Questions about Metric system

Short answers, pulled from the story.

When was the metre first defined by the French commission?

The metre was first defined in 1791 when a commission of French scientists declared that the distance from the North Pole to the Equator measured through Paris would be exactly ten million times the length of the new unit. This decision transformed the planet into the ultimate measuring stick and replaced centuries of arbitrary local standards with a universal constant carved into the Earth's geometry.

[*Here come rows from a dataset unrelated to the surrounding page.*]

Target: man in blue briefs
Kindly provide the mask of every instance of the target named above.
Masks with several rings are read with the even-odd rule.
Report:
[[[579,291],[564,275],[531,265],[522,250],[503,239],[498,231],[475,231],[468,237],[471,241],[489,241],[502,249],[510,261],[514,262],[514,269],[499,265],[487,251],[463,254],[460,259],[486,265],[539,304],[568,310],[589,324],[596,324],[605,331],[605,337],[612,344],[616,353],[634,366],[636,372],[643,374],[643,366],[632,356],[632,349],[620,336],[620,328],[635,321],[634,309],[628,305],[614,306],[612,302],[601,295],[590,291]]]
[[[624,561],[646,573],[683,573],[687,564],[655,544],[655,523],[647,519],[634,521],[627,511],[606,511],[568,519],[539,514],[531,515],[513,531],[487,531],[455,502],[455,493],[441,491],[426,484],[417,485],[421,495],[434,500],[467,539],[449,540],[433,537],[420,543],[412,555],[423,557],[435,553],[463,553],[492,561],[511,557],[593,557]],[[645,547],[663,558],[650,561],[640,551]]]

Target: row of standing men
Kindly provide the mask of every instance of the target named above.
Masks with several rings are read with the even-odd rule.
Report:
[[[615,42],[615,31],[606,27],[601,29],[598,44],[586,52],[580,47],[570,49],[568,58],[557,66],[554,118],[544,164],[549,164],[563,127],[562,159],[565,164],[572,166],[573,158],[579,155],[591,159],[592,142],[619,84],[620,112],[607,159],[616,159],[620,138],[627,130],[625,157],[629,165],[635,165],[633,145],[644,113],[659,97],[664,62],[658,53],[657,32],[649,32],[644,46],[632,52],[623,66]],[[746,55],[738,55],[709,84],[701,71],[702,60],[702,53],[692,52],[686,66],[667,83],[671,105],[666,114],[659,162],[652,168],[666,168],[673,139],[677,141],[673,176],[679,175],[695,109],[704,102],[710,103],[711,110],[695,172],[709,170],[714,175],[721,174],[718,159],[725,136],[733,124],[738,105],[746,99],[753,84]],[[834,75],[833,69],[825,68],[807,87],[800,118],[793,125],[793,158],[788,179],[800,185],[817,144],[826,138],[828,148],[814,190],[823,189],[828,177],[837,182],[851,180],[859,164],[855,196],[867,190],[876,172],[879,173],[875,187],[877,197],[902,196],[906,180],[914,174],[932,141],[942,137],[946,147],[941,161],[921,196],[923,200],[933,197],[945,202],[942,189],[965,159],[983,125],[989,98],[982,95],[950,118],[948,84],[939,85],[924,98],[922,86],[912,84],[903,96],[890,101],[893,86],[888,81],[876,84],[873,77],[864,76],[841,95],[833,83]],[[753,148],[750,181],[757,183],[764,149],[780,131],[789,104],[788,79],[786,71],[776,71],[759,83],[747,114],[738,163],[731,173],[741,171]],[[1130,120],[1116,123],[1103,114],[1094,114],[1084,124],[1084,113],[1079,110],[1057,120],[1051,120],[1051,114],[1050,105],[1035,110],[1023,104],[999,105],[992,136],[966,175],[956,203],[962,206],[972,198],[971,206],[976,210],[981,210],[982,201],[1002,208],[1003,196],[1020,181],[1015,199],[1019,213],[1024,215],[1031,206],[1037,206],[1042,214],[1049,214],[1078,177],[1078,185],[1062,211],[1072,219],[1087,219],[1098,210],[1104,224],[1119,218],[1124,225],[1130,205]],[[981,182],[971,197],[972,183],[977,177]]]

What happened to the International Prototype of the Kilogram on the 20th of May 2019?

On the 20th of May 2019 the General Conference on Weights and Measures voted to redefine the kilogram not by a physical object but by the Planck constant. This historic move ended the era where the standard of mass was a physical artifact kept in a vault in Sèvres France and replaced it with a definition embedded in the fabric of the universe.

Why did the Mars Climate Orbiter crash in 1999?

The Mars Climate Orbiter crashed in 1999 due to a unit conversion error between metric and imperial systems. This costly error occurred because American engineers had to navigate two parallel systems where the United States continued to use a hybrid system that combines metric units in science and industry with customary units in daily life.

Who proposed adding an electrical unit to resolve anomalies in electromagnetic systems in 1901?

In 1901 the Italian physicist Giovanni Giorgi proposed adding an electrical unit as a fourth base unit to resolve the anomalies in electromagnetic systems. Giorgi's insight led to the creation of the metre-kilogram-second-ampere system which became the direct forerunner of the modern International System of Units.

How is the metre originally defined in relation to the Earth?

The metre was originally defined as one ten-millionth of the distance from the North Pole to the Equator measured through Paris. This definition was slightly shorter than the theoretical ten-millionth part because the scientists had to make compromises measuring the distance through Paris rather than the full meridian.